As shown in Meredith College’s recently released report, The Status of Women in North Carolina Politics, the issue is that men are four times more likely to declare themselves to be candidates. While women make up 54% of registered voters in North Carolina, they hold less than 24% of elected and appointed offices in the state. (See feature on pg. 18 for more on Meredith’s report on women in politics.)
Other questions explored by the poll include the leadership attributes of women and men, the political strengths of men and women leaders, and reasons why there are so few women in North Carolina political office.
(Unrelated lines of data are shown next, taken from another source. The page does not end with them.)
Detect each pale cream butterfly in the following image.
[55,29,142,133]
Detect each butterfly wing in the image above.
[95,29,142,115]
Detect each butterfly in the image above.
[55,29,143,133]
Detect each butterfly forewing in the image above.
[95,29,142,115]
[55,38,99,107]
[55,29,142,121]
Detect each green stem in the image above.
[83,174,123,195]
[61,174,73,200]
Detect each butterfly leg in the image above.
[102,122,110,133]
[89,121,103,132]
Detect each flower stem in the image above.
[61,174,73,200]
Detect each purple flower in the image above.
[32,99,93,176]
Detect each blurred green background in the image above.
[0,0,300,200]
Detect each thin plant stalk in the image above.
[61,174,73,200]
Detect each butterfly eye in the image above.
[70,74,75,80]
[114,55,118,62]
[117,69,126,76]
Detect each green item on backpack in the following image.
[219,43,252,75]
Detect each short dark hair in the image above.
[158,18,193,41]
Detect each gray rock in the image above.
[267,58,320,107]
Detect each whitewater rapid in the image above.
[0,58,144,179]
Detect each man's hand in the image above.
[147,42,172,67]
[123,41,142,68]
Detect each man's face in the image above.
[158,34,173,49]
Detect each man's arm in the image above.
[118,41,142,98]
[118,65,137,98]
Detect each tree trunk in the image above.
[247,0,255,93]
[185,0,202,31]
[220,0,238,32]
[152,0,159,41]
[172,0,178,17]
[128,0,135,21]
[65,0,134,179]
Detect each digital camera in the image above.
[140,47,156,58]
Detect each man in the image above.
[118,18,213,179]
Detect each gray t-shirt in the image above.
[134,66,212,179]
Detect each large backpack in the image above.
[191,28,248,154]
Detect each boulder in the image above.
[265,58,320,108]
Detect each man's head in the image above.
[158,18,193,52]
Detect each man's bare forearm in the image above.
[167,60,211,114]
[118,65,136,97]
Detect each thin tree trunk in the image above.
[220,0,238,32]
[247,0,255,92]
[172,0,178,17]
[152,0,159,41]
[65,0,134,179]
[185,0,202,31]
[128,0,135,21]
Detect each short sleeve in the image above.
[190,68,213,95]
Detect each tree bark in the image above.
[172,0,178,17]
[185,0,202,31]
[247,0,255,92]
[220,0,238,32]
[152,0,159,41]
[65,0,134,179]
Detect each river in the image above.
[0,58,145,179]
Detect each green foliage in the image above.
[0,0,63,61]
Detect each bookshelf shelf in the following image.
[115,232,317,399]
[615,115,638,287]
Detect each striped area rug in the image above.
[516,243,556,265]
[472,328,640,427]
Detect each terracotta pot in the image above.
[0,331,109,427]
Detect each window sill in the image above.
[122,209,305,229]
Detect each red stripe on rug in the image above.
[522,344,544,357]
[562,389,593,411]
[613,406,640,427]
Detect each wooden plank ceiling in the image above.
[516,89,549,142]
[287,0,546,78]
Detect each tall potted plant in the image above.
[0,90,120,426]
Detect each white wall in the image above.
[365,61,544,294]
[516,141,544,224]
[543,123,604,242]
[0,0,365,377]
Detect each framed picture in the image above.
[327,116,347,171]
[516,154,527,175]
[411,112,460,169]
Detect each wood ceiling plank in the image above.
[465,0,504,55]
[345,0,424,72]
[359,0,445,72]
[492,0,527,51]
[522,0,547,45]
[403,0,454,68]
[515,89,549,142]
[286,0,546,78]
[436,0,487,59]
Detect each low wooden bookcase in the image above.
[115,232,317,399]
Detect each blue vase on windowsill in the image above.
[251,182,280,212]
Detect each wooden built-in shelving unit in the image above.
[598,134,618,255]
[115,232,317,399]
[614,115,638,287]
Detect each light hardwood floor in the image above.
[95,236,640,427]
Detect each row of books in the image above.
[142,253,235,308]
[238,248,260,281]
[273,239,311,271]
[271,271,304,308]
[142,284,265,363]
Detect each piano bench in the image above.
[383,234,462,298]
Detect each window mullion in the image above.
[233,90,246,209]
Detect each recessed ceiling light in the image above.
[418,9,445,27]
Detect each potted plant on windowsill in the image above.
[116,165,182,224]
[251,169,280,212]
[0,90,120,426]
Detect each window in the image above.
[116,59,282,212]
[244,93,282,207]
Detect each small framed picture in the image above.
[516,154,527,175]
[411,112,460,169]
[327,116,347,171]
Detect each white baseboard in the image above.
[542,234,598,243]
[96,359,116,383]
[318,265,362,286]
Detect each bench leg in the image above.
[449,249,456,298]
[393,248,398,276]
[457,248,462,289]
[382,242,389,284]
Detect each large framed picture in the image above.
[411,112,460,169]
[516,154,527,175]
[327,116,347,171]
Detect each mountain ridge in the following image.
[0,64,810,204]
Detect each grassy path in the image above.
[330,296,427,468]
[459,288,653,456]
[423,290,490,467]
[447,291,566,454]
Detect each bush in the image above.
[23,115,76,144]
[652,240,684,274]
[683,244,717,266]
Hillary Clinton and the 2016 Presidential Election
The Meredith College Poll, which was conducted in February 2015, also examined the prospects of Hillary Clinton as a potential presidential candidate. The poll found that Hillary Clinton may face difficulties winning over voters in North Carolina.
Given that North Carolina will continue to be a key state in presidential elections and that the margin of victory for the winning presidential candidate will be slim in the state, Clinton, should she be the Democratic nominee, has a difficult road ahead of her with voting groups that will be key to her victory. Clinton’s electoral victory will be heavily dependent on the women’s vote, but her support among large blocs of women voters is soft.
Of all voters surveyed, fully half (51%) said that they were either somewhat unlikely or very unlikely to vote for her, compared to only 41% who stated that they were somewhat likely to very likely to vote for her. Democrats had the greatest support for Clinton with 78% of respondents saying they were somewhat likely or very likely to vote for Clinton, as compared to 10% of Republicans and 38% of those registered as unaffiliated. Clinton’s potential candidacy garners support from about one-third of unaffiliated voters in the state, a real problem for a Democrat hoping to repeat Barack Obama’s 2008 victory in North Carolina.
The Meredith Poll and The Status of Women in North Carolina Politics report are part of Meredith College’s effort to be recognized as a leading source for research and information on women and girls in the state.